Myélopathie dégénérative canine

La myélopathie dégénérative canine (MD) est caractérisée par une paralysie progressive non douloureuse des membres postérieurs chez les chiens âgés. La myélopathie dégénérative canine (MD) était auparavant connue sous le nom de radiculomyélopathie dégénérative chronique (CDRM) et est une maladie de la moelle épinière dégénérative progressive. En fin de compte c'est une maladie mortelle avec des conséquences dévastatrices pour les chiens et peut être pénible pour les propriétaires s'occupant d'eux.

Quel sont les causes de la myélopathie dégénérative?

La myélopathie dégénérative (MD ou DM) fait partie des affections neuro-dégénératives
du chien de 8 ans et plus en moyenne. La dégénérescence progressive des
neurones en région thoracolombaire est responsable d’une ataxie et d’une parésie,
associées à divers symtômes nerveux comme une diminution des réflexes et du
tonus musculaire, le tout évoluant lentement vers une paralysie flasque du train
postérieur.

La myélopathie dégénérative a été en premier décrite comme une affection de la
moëlle épinière touchant en particulier les bergers allemands. Une prédisposition
raciale a d’abord été identifiée chez le Pembroke Welsh Corgi, le Rhodesian Ridgeback,
le Berger allemand, le Boxer et le Chesepeake Bay Retriever. L’entité clinique
“MD” est rencontrée dans de nombreuses autres races; pouvoir qualifier la maladie
de génétique suppose prouver l’association d’une mutation dans un gène à la maladie
décrite dans une race donnée.

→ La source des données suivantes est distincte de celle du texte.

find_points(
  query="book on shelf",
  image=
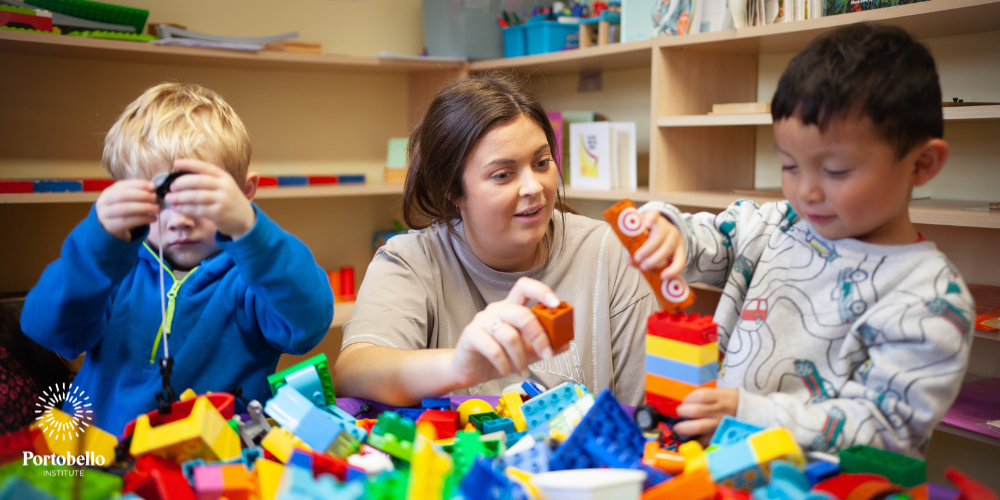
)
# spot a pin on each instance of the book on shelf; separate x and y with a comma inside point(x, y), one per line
point(603, 155)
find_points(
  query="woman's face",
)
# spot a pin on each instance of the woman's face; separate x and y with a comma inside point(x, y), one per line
point(510, 183)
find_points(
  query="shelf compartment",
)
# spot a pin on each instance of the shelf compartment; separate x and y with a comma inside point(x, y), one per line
point(964, 113)
point(605, 57)
point(930, 19)
point(116, 50)
point(262, 194)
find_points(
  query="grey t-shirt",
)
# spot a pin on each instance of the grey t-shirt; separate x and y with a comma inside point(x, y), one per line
point(423, 288)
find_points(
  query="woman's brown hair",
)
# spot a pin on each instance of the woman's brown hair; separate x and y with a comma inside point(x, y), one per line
point(440, 145)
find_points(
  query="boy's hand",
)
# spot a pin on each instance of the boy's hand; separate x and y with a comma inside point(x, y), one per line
point(664, 245)
point(705, 408)
point(126, 205)
point(211, 193)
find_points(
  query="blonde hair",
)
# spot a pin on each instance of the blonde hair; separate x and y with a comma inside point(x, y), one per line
point(171, 121)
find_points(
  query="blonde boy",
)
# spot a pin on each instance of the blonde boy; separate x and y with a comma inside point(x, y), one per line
point(240, 290)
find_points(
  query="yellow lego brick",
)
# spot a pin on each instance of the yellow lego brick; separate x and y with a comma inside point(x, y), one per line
point(91, 439)
point(280, 443)
point(204, 433)
point(510, 406)
point(776, 443)
point(682, 351)
point(268, 477)
point(428, 470)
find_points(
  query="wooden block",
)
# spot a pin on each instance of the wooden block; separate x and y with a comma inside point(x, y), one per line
point(395, 176)
point(739, 108)
point(295, 46)
point(557, 322)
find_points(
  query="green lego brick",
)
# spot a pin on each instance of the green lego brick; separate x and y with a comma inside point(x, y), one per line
point(899, 469)
point(394, 435)
point(19, 10)
point(322, 368)
point(479, 418)
point(27, 30)
point(60, 480)
point(96, 11)
point(114, 35)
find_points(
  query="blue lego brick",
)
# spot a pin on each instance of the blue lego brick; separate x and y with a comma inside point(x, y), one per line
point(501, 424)
point(531, 389)
point(606, 425)
point(731, 460)
point(541, 408)
point(731, 430)
point(410, 413)
point(681, 371)
point(513, 437)
point(820, 470)
point(307, 382)
point(534, 460)
point(293, 180)
point(484, 483)
point(436, 404)
point(57, 185)
point(302, 459)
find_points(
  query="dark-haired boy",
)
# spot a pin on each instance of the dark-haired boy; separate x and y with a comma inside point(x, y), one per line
point(838, 321)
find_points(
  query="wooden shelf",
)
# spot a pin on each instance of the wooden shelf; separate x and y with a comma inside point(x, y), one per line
point(965, 113)
point(930, 211)
point(613, 56)
point(930, 19)
point(89, 48)
point(262, 194)
point(341, 313)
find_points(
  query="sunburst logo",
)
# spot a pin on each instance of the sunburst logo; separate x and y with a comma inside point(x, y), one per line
point(70, 423)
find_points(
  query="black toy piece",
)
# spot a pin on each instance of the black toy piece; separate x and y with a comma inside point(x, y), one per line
point(163, 182)
point(166, 398)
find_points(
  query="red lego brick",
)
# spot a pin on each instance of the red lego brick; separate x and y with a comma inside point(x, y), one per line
point(36, 22)
point(673, 294)
point(557, 322)
point(323, 179)
point(14, 444)
point(16, 186)
point(444, 422)
point(664, 405)
point(97, 184)
point(691, 328)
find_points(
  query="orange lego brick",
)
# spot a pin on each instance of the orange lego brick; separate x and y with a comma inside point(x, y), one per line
point(674, 294)
point(695, 485)
point(557, 322)
point(669, 388)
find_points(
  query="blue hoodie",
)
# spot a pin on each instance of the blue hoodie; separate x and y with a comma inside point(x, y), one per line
point(229, 320)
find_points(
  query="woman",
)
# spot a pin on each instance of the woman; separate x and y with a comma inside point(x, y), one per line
point(444, 309)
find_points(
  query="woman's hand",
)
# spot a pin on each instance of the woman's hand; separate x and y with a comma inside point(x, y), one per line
point(664, 246)
point(505, 337)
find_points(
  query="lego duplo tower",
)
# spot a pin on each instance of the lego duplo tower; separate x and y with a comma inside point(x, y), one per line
point(682, 350)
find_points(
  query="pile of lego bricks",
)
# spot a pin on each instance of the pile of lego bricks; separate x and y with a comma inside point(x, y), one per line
point(77, 185)
point(301, 444)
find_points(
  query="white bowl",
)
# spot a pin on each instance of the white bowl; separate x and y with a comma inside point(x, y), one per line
point(590, 484)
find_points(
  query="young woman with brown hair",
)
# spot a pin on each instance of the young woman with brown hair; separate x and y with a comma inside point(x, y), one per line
point(444, 309)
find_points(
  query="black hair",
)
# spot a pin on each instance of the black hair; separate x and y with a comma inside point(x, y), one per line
point(865, 69)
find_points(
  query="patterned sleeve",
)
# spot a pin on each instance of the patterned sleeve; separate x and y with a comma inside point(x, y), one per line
point(911, 353)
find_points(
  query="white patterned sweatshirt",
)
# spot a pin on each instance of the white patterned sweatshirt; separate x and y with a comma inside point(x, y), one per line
point(841, 342)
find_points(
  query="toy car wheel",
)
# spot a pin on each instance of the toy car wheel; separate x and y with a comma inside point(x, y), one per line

De telles recherches associant l’histopathologie
et la génétique sont notamment menées par une équipe de l’université du Missouri /
Orthopedic foundation for Animals qui a pu montrer la relation entre une mutation sur
le gène SOD-1 et un risque élevé de développer la maladie chez les races de chiens
suivantes :
American Eskimo Dog, Bouvier bernois, Cardigan Welsh Corgi, Golden Retriever,
Montagne des Pyrénées, Kerry Blue Terrier, Caniche, Carlin, Shetland Sheepdog
(Sheltie), Soft Coaten Wheaten Terrier, Foxterrier à poil dur.

Pour d’autres races comme le Saarloos, le chien Loup tchécoslovaque, le Barzoï,
le Hovawart, les Colleys et divers chiens de Bouvier et Berger, la mutation en
question a aussi été identifiée ; cependant, il est nécessaire de croiser davantage
de données génétiques et cliniques pour préciser la corrélation entre la mutation et
l’expression de la maladie.

En l’état actuel des connaissances, cette mutation est associée à un risque élevé
de développer une DM, avec une pénétrance incomplète. Les chiens homozygotes
normaux (N/N) ne font pas de DM, les sujets malades sont tous de génotype DM/DM
mais inversement, tous les homozygotes mutés (DM/DM) ne présentent pas pour
autant des troubles.

Deux critères essentiels sont en jeu : l’âge et le fond génétique. Alors que la plupart
des chiens présentent les premiers symptômes à partir de 8 ans, quelques-uns âgés
de 15 ans sont cliniquement sains quoique porteurs de la mutation. Pénétrance et
expressivité de la maladie sont régulées par de nombreux facteurs dont le fond génétique
et les conditions de vie. Autrement dit, prévoir les circonstances d’apparition
de la maladie chez ces chiens est impossible et les recherches s’attachent à identifier
d’ autres facteurs de risque au sein de chaque race concernée.

Depuis février 2009, LABOKLIN a testé 780 chiens pour la mutation SOD-1 avec les
résultats suivants : 51,5 % d‘ homozygotes normaux, 34 % d’hétérozygotes (N/DM)
et 14,5 % d’homozygotes mutés, cette répartition variant d’une race à l’autre.